US Inflation Has Dropped, Reducing Pressure On The Fed

US inflation decelerated in July by more than expected, reflecting lower energy prices, which may take some pressure off the Federal Reserve to continue aggressively hiking interest rates.​

The consumer price index increased 8.5% from a year earlier, cooling from the 9.1% June advance that was the largest in four decades, Labor Department data showed. 

The headline CPI inflation eased more than expected to +8.5%yoy (Jun-22: +9.1%yoy), below market consensus (+8.7%yoy).

Other components like costs of new vehicles and airfare charges also contributed to the easing inflation in Jul-22. In contrast, prices for other items, namely food, rents and used cars & trucks, recorded higher inflation than the previous month. Core inflation, excluding food & energy, was unchanged at +5.9%yoy, the lowest since Jan-22.

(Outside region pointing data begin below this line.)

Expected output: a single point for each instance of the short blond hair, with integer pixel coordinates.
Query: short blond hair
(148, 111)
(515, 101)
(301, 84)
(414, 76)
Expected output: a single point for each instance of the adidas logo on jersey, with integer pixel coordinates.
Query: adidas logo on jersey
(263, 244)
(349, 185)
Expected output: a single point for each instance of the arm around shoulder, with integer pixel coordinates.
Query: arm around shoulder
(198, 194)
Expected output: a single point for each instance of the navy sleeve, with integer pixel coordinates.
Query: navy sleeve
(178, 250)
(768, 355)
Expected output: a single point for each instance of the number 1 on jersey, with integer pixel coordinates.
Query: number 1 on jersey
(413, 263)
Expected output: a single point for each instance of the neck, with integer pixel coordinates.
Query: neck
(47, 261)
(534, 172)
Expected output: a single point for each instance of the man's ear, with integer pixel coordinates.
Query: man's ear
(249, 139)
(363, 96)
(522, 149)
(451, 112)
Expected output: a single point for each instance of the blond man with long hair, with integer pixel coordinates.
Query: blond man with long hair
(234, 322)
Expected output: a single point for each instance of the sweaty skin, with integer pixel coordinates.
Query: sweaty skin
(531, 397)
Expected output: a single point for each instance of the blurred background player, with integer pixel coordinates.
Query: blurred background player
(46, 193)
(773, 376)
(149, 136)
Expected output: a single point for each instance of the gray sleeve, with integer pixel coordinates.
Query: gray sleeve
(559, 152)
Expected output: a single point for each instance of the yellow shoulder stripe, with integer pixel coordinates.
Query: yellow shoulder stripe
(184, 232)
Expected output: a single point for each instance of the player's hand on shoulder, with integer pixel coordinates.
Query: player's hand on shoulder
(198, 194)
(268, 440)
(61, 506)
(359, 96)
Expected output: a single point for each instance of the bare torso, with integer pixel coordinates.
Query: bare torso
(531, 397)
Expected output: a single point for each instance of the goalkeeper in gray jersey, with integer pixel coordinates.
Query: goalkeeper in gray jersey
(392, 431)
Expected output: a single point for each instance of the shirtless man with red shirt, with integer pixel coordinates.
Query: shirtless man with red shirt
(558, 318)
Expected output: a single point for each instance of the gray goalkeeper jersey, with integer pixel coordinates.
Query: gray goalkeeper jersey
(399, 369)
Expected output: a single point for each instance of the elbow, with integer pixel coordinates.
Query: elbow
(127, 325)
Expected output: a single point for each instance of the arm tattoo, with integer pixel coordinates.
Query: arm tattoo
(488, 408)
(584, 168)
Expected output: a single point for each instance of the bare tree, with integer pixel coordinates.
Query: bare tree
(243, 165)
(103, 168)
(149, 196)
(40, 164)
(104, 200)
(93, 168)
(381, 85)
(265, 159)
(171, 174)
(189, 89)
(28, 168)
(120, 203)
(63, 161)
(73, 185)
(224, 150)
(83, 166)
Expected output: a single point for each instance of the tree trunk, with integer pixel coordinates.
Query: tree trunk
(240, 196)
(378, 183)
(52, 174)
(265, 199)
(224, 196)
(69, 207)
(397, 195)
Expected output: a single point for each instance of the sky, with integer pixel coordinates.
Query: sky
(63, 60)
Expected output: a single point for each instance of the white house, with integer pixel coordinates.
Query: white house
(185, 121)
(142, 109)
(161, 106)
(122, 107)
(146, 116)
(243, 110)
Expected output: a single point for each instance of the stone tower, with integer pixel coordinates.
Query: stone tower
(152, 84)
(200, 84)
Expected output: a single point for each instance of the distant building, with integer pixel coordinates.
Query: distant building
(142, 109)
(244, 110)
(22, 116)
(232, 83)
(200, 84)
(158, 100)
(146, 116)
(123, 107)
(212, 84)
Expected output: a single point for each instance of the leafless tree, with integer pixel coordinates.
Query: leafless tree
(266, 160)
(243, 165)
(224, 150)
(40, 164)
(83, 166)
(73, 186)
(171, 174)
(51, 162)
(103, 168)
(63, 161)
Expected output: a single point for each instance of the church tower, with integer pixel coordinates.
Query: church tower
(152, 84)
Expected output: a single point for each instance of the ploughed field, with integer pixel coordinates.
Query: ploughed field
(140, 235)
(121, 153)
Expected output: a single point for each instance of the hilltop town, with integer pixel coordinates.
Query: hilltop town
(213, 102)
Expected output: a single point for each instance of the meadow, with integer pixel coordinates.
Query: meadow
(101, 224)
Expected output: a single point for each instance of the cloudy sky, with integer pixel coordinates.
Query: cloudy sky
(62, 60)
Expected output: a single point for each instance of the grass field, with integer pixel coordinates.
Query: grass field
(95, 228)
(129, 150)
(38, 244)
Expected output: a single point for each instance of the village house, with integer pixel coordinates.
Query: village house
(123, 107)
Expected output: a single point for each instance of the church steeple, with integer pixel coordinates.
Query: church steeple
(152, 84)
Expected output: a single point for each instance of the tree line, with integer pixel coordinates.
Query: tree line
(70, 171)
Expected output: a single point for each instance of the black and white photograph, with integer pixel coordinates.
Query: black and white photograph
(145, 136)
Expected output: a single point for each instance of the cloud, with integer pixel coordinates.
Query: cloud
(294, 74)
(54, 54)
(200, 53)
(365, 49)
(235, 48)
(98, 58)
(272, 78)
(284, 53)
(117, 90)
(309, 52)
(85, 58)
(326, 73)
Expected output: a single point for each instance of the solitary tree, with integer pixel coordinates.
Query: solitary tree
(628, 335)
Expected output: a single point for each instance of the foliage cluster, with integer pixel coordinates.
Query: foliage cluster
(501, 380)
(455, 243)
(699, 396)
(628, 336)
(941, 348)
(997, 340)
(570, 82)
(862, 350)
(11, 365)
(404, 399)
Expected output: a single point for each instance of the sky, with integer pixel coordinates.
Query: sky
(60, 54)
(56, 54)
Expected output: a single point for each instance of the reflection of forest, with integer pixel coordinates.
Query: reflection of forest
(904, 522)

This implies the demand pressure on prices did not push inflation higher as consumers seen adjusting their spending plans. In general, the lower inflation rate in Jul-22 is a positive development, with consumers also expecting slower price increases.

Although the recent adjustment was due to supply side change, we opine the lower inflation reduces pressures on the Fed to carry out another large rate hike at the upcoming policy meeting.

“While data-dependent US Fed requires several months of data to conclude inflation and demand are easing, we believe the recent correction in gasoline prices and the global oil prices suggests the rate of inflation would ease further.

“Nevertheless, we opine the still-high inflation, and the robust job market will keep the Fed on hawkish mode and to tighten further until there is a clear sign US inflation moving closer to its longer-term target, says MIDF

S. Korea economic uncertainty

South Korea reported job additions for the 17th straight month in July, but the pace of job growth slowed from the previous month amid heightened economic uncertainty, data showed Wednesday. 

Although the rate is the highest since Feb-22, it is still below 3.0% and better than the pre-pandemic level.

The labour force continued to expand at +2.6%yoy (Jun-22: +2.3%yoy) for fourth-consecutive month, while employment stayed steady at +3.0%yoy in Jul-22.

South Korea’s labour market has significantly improved after being negatively impacted by the Covid-19 epidemic.

“Despite series of rate hikes by the Bank of Korea (BOK), the Jul-22 update shows the Korean job market remains resilient.

“However, the job market condition could deteriorate going forward as South Korea’s economy faces a combination of risks such as slowing growth and excessive inflation, as well as possible global slowdown amid monetary tightening by many central banks. Furthermore, more hikes by BOK would also affect the job market outlook as inflation remains above the central bank’s 2% target,” says MIDF.